1. Multiple plots from DataFrames
In this video, we will learn how to incorporate multiple plots within a figure using data from DataFrames. Let's get started!
2. Multiple variables in a plot
We already know how to add two variables to a single plot without the DataFrame recipe, but let's look at an example with the recipe.
First, we define a violin plot of insurance charges categorized by the sex of the policyholder, using the DataFrame plot recipe and customizing the plot.
Next, we can incorporate a box plot into the same figure using the same recipe notation, but this time appending an exclamation mark after the plotting function's name. This results in a figure showcasing the violin and box plots in a single plot.
3. Categorical data and layouts
Now, let's revisit our insurance dataset and explore its categorical columns, best visualized using side-by-side plots in a grid format.
To achieve this, we can create multiple subplots by utilizing the layout argument in Plots-dot-jl. Importantly, this approach is compatible with the recipe using the @df notation.

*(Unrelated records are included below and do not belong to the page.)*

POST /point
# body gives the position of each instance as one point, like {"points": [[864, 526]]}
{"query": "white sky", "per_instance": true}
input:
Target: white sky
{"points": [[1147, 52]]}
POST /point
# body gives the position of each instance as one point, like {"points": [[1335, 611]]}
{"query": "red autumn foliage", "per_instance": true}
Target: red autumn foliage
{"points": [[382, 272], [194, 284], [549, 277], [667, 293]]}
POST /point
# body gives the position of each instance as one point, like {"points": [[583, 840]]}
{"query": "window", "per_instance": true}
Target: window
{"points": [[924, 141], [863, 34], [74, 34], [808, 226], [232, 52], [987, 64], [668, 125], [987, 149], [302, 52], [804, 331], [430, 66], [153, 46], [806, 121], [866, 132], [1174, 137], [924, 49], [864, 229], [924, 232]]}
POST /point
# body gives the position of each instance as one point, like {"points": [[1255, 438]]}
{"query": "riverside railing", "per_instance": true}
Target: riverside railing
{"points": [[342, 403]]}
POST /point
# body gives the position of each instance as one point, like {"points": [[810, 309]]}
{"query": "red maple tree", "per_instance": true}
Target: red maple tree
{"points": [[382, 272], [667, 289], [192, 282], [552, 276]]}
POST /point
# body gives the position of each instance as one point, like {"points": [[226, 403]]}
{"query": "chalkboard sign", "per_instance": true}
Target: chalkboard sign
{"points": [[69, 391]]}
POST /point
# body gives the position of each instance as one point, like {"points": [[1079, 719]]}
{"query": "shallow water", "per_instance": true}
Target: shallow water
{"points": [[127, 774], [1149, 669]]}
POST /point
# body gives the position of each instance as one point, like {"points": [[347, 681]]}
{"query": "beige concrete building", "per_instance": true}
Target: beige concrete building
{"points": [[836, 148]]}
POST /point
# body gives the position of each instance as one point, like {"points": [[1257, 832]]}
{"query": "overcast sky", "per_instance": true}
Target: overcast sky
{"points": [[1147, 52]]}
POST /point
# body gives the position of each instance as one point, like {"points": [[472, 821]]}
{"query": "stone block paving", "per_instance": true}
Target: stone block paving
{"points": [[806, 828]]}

4. Layouts with DataFrames
Now, let's delve into an example.
To begin, we create a violin plot of insurance charges, grouping the data by sex and further distinguishing geographical regions. We add customizations to enhance the visualization.
We pass the layout argument to the plotting function to establish the desired layout. It can be set as an integer or a tuple representing the desired grid structure.

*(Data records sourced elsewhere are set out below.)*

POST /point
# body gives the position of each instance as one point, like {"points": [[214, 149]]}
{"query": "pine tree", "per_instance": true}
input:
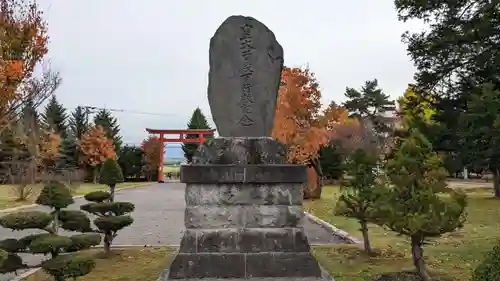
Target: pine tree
{"points": [[197, 121], [110, 125], [55, 117], [418, 204], [78, 125], [360, 192], [78, 122]]}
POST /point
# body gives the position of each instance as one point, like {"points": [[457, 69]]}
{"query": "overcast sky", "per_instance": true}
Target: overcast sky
{"points": [[152, 55]]}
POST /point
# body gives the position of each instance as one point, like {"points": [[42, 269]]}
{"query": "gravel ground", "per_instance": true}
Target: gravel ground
{"points": [[159, 219]]}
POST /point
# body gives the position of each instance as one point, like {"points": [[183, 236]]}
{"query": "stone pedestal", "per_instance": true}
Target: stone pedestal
{"points": [[243, 220]]}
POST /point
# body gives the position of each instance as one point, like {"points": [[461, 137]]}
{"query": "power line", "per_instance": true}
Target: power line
{"points": [[94, 109]]}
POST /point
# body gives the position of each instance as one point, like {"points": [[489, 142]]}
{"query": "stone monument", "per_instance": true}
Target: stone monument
{"points": [[243, 200]]}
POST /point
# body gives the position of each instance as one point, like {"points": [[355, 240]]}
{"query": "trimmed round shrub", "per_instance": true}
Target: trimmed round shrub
{"points": [[122, 208], [74, 220], [489, 268], [26, 240], [26, 220], [114, 223], [11, 263], [11, 245], [117, 208], [49, 244], [97, 208], [69, 266], [111, 173], [97, 196], [84, 241], [56, 195]]}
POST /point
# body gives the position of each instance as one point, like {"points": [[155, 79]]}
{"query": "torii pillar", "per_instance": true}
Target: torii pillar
{"points": [[182, 139]]}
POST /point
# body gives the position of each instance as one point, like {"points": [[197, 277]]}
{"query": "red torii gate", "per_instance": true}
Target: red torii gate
{"points": [[182, 138]]}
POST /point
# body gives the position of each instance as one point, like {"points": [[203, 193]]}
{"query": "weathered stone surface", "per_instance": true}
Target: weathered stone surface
{"points": [[244, 194], [209, 217], [244, 265], [244, 240], [241, 151], [208, 265], [281, 265], [272, 216], [251, 216], [245, 73], [222, 174]]}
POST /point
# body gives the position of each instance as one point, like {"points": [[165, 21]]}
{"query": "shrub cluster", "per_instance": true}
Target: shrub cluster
{"points": [[65, 260]]}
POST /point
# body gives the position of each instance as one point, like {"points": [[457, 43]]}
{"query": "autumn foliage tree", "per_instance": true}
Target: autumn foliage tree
{"points": [[151, 149], [23, 45], [96, 148], [300, 123]]}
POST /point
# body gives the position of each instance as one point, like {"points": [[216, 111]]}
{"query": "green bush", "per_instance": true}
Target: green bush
{"points": [[55, 195], [3, 256], [69, 266], [26, 240], [113, 223], [11, 245], [26, 220], [12, 263], [489, 268], [61, 266], [117, 208], [75, 220], [83, 241], [97, 196], [111, 216], [111, 173], [49, 244]]}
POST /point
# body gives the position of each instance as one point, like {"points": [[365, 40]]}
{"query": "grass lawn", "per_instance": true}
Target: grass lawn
{"points": [[455, 254], [144, 264], [8, 198]]}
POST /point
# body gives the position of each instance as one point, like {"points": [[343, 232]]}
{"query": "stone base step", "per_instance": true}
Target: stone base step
{"points": [[244, 265], [325, 276]]}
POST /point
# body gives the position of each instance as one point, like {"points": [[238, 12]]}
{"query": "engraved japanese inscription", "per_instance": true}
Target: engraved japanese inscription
{"points": [[245, 73]]}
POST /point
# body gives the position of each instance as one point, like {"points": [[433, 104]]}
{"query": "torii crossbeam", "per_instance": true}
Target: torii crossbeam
{"points": [[182, 138]]}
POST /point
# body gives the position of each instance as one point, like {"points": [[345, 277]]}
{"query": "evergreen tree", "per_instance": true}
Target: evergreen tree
{"points": [[55, 117], [30, 118], [197, 121], [110, 125], [78, 125], [417, 203], [371, 105], [360, 192], [78, 122]]}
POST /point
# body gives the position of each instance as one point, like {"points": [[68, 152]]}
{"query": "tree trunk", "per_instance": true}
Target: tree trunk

In this case, we opt for a tuple that generates a two-by-two grid of violin plots.
5. Adding chains to the mix
Chains offer a convenient way to manipulate data before plotting.
In this example, we define a chain for the insurance DataFrame, transforming the smoker column's "yes" and "no" values to the numerical representation of 100 or 0.

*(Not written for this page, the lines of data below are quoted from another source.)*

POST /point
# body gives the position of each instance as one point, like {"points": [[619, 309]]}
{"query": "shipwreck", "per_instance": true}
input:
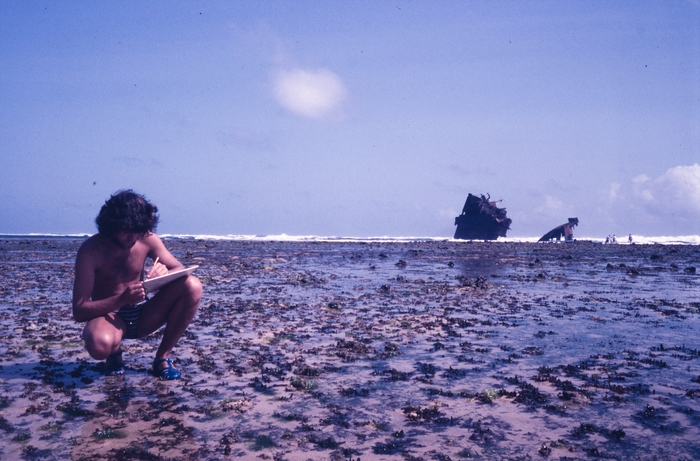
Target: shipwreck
{"points": [[481, 219], [566, 230]]}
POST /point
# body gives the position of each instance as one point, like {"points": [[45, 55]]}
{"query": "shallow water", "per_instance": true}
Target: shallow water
{"points": [[340, 350]]}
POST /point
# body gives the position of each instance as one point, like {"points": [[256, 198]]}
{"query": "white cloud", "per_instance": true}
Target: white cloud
{"points": [[676, 192], [313, 94]]}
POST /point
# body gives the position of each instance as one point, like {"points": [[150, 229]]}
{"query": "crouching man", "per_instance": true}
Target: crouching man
{"points": [[108, 292]]}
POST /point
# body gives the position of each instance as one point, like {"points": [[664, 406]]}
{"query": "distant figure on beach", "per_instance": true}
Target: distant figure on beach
{"points": [[108, 293]]}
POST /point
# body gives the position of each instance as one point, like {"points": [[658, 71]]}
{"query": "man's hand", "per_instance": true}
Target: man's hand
{"points": [[157, 270], [133, 294]]}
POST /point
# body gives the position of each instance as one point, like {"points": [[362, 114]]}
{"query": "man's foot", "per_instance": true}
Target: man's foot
{"points": [[115, 365], [167, 372]]}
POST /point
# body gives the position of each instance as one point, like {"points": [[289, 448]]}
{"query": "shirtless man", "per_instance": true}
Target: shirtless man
{"points": [[108, 293]]}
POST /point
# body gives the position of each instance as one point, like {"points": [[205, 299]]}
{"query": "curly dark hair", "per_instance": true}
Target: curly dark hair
{"points": [[127, 211]]}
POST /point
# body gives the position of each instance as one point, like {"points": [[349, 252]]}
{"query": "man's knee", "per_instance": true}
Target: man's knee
{"points": [[194, 288], [100, 342]]}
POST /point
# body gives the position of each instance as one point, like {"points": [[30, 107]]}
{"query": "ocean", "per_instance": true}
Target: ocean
{"points": [[621, 240]]}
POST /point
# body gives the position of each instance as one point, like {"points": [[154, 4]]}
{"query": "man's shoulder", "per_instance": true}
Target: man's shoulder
{"points": [[91, 243], [152, 239]]}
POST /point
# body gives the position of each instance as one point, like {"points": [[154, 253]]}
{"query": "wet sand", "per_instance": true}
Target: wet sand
{"points": [[397, 351]]}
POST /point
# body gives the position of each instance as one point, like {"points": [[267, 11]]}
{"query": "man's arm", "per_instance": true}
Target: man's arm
{"points": [[84, 308]]}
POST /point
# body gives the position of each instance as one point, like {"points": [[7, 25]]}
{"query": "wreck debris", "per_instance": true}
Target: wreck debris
{"points": [[565, 230], [481, 219]]}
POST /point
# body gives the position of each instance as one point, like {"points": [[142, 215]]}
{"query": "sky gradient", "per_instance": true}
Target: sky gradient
{"points": [[352, 118]]}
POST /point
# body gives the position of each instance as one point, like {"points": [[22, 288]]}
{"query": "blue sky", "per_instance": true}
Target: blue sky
{"points": [[352, 118]]}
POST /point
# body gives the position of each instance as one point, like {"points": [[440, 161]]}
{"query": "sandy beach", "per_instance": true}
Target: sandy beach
{"points": [[354, 350]]}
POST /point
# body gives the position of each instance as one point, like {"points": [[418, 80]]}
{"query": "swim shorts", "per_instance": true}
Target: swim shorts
{"points": [[130, 313]]}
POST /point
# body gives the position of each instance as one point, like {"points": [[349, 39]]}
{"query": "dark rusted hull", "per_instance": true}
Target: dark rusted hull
{"points": [[481, 219]]}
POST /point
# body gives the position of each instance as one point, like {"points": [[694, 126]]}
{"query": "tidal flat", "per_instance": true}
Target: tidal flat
{"points": [[440, 350]]}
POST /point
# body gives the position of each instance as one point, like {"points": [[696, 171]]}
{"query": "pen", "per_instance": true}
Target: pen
{"points": [[153, 266]]}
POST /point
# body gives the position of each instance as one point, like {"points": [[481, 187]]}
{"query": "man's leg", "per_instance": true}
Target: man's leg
{"points": [[103, 336], [173, 306]]}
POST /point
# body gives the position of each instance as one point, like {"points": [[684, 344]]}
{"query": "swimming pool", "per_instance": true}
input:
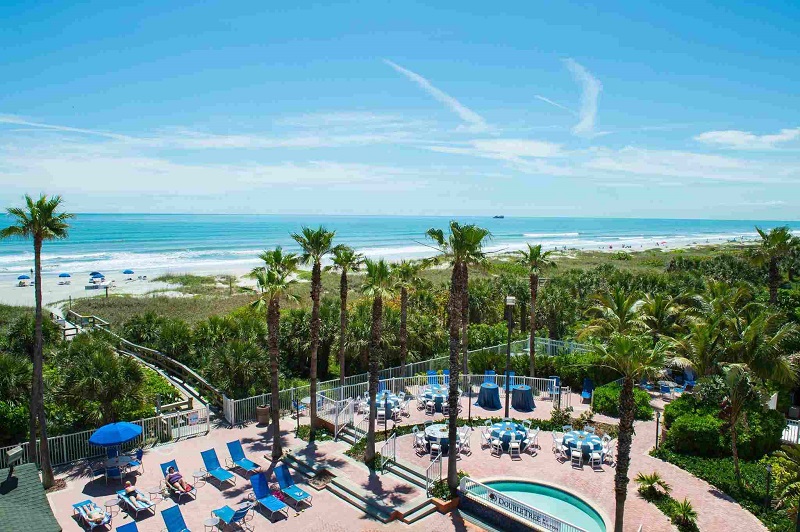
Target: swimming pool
{"points": [[558, 503]]}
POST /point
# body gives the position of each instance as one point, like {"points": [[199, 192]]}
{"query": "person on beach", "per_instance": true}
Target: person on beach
{"points": [[175, 479]]}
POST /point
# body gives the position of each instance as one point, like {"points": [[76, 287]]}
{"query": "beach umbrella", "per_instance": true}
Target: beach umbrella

We then group the data by sex and children, calculating the mean of the smoker column to obtain the percentage of smokers in each group.
We then add a bar chart to visualize the percentage of smokers in the Smoker_mean column against the number of children, grouped by sex.
With a single chain, we seamlessly handle data manipulation and visualization, generating a grid of subplots for easy comparison.
6. Correlation matrix plots
A common way of visualizing numerical data in DataFrames is correlation matrix plots. Here, we show a correlation matrix plot of the age and BMI columns in the insurance DataFrame.
7. Correlation matrix plots
The correlation matrix plot displays various visualizations in one figure.
On the diagonal, histograms illustrate the distribution of each variable individually.
Above the diagonal, two-dimensional histograms showcase the relationship between each pair of variables.
Below the diagonal, scatter plots present the relationship between each pair of variables, accompanied by regression lines.
8. Correlation matrix plots in StatsPlots.jl
To generate a correlation matrix plot in StatsPlots-dot-jl, we invoke the corrplot function.
The first argument passed is a row vector comprising the names of the numerical columns as symbols.
We can assign symbols for color schemes to customize further the correlation matrix plot, which differ from the named colors we have been using. In this case, we set markercolor to thermal and fillcolor to acton. For additional information on color schemes, please refer to the Plots-dot-jl documentation provided below.
9. Correlation matrix plots in StatsPlots.jl
A correlation matrix plot can accommodate any number of numerical columns. We select the age, BMI, children, and charges columns for this example.
When specifying n columns, a plot grid of size n by n will be generated. In this case, we have a four-by-four grid to visualize the correlations between these variables.
10. Let's practice!
In this video, we gained valuable insights on constructing intricate visualizations using data from DataFrames. Mastering this skill is incredibly beneficial and calls for practice. Let's implement your knowledge by engaging in the exercises to further refine your abilities!